I do not claim to follow the "C vs. Chapel-level" paragraph above. In 
any case, the example is this:

   record R { var x: int; }
   outer();
   proc outer() {
     const r: R;
     inner();
     proc inner() {
       writeln(r);
     }
   }

If R is large (which the compiler currently does not discern), inner() 
in the generated code should be getting a pointer argument, rather than 
a struct argument.

BTW in the following example RVF on the trunk fails to forward 'r' even 
though it should. Maybe your patch fixes that.

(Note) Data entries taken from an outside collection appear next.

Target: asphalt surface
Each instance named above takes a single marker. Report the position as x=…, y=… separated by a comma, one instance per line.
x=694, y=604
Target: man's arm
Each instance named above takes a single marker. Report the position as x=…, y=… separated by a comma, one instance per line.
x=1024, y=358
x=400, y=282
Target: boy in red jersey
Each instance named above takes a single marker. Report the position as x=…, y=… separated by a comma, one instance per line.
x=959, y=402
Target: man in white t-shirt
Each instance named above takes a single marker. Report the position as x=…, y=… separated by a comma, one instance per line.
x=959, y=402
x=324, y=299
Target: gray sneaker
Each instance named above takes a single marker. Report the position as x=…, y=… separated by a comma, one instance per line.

   record R { var x: int; }
   proc test() {
     const r: R;
     var i$: sync int;
     on Locales[numLocales-1] {
       i$ = 1;
       writeln(r);
     }
   }
   test();


> Recall that the last time we discussed this broadly as a group, it was
> decided that the 'const'-ness of an argument was only supposed to
> reflect the callee's intentions for that argument, not the caller's.  To
> know that the actual is const, you'd need to analyze the callsites and
> can't expect to see this in the intent's bitmask (though we could store
> it in some compiler-generated meta-information created by an analysis
> pass).  The fact that I was checking the bit expecting to know something
> about the actual was my mistake and the reason that I'm now testing and
> planning to commit a more specific check for CONST_IN.

OK, if we are to stick with this language definition, then

(a) we should distinguish, in the intent bitmask, the bit that says "do 
not modify this formal" from the bit that says "this formal does not 
change", and

(b) in addition to 'const ref', we should provide an intent that (1) has 
the run-time efficiency of 'ref' and (2) assures the callee that the 
formal does not change. The actuals for such intent must be 'const' 
variables or formals of guaranteed-unchanged ref intents.